Anonymous wrote:Anonymous wrote:Anonymous wrote:Journalists and scientists don't look for breadwinner husbands. Hahaha- I absolutely love all of these ridiculous statements these WOH women are making.
I met my husband at 18- he was from a family with a ton less money than mine. We married at 30 and he is a very high earner (not law or medicine, when we married he only had his undergrad, now had MBA).
All of the people I know married because they were in love. This idea that women are preying upon breadwinner men is just funny.
+1. I'm actually laughing right now. All the SAHMs I know were working at the time they were married and it was a love match each time. Not one was going for her MRS. This idea of a college-educated woman on the prowl for a "breadwinner husband" is so 50's.
+1
I was the only one working when we got married. He moved across the country for my job, which is D.C. based. I supported him while he studied for exams. His only prior work was in retail. He was and is the best human being I've ever met.

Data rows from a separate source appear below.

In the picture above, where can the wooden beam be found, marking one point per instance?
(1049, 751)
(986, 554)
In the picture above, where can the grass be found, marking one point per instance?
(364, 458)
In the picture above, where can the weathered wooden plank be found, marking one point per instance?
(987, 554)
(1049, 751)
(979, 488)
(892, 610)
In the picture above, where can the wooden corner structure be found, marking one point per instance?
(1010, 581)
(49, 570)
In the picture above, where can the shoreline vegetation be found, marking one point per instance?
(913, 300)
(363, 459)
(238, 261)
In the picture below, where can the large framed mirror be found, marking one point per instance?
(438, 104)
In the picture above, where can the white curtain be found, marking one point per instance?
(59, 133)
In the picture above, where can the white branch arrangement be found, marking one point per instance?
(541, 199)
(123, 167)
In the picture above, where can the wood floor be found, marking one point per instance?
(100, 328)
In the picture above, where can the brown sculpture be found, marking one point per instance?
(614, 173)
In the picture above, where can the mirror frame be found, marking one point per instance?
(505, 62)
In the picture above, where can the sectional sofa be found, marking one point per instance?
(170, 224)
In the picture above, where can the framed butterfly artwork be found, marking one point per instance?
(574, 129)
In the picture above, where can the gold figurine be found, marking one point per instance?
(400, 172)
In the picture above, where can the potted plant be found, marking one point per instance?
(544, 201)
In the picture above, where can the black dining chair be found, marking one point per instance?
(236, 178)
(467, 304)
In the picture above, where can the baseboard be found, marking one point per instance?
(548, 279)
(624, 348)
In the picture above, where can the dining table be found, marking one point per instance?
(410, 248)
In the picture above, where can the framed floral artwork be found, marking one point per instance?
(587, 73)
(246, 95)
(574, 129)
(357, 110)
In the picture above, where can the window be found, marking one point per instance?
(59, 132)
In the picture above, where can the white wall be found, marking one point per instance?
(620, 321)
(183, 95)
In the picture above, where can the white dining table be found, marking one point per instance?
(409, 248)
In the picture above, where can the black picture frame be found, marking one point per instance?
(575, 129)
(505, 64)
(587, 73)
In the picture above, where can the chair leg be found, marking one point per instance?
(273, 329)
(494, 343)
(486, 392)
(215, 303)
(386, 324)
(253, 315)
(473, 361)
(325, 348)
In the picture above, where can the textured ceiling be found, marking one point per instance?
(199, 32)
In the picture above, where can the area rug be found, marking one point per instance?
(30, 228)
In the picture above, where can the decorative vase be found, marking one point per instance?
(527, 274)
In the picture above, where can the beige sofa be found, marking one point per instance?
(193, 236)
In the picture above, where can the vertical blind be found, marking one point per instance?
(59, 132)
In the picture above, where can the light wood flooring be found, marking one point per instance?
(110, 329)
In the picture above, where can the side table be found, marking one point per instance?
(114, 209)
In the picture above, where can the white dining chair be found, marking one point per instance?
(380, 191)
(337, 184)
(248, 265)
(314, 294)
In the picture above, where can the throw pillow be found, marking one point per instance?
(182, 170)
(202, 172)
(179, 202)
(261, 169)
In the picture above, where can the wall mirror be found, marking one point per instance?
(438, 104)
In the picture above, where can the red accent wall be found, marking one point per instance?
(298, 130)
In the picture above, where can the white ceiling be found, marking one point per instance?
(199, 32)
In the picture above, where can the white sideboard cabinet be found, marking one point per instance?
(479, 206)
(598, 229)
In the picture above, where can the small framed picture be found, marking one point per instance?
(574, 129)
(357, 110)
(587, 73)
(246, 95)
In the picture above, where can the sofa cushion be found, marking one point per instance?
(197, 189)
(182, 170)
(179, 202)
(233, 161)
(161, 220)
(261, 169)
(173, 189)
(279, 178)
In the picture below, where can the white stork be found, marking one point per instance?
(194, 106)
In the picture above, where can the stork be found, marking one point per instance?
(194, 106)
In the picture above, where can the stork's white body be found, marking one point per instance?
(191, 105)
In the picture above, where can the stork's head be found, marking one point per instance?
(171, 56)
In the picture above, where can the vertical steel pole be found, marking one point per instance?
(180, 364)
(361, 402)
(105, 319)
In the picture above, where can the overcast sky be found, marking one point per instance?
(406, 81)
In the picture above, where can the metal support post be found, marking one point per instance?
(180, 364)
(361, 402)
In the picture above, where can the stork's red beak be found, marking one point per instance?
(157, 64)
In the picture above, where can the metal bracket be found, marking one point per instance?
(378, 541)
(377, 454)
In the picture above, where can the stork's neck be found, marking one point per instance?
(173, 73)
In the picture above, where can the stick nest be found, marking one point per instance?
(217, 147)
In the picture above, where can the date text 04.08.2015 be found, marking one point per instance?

Anonymous wrote:Anonymous wrote:Anonymous wrote:Anonymous wrote:Journalists and scientists don't look for breadwinner husbands. Hahaha- I absolutely love all of these ridiculous statements these WOH women are making.
I met my husband at 18- he was from a family with a ton less money than mine. We married at 30 and he is a very high earner (not law or medicine, when we married he only had his undergrad, now had MBA).
All of the people I know married because they were in love. This idea that women are preying upon breadwinner men is just funny.
Please don't lump some businessman pursuing an MBA with scientists, writers, or other true careers.
When you met your husband you knew he was interested in making money not doing what he loved.
Curious why did it take you 12 years to get married?
Good point. Only writers and scientists are "true careers".
You WOH are a barrel of laughs today! How do you know what someone loved to do or not? Really grasping at straws today, cubicle ladies.
So what was your career prior to staying home? I'm a scientist so obvious I'm biased, and I guess I love research and discovery more than my kids, both are my offspring.
Anonymous wrote:Anonymous wrote:Why do threads re SAHM always go off the rail? I was looking forward to reading the answers.
because some cranky WOHMs can't MYOB and chime in
Anonymous wrote:No, I don't regret it. I stayed home for more than 10 years. I started a new job and now that I'm not at home much I regret that I didn't do more with the house and with the time I had to myself.
NP here. I'm a WOHM.
I work not to accumulate the most money possible, but to contribute to financial security for my family. If you do not need to work for your family's financial security, do not like your job, and your spouse is on board with you staying home...I don't see a problem with it. Who am I to judge? If your family's financial security and/or career aspirations involve you returning to the workforce, then think of a plan before you leave the workforce.
Anonymous wrote:Maybe we should just make it easier for women to have choices? I have a newborn and would like to return to work but the daycare options are crummy and sad. I toured one today and I wanted to cry. No one holds the newborns anymore to feed them. They just lay on Boppys and are fed 2 at a time.
We can afford for me to stay home for a year or so, but not forever and I don't want to have to struggle to get another job. DH and I make a similar income sadly.
Anonymous wrote:Maybe we should just make it easier for women to have choices? I have a newborn and would like to return to work but the daycare options are crummy and sad. I toured one today and I wanted to cry. No one holds the newborns anymore to feed them. They just lay on Boppys and are fed 2 at a time.
We can afford for me to stay home for a year or so, but not forever and I don't want to have to struggle to get another job. DH and I make a similar income sadly.
Anonymous wrote:Why do threads re SAHM always go off the rail? I was looking forward to reading the answers.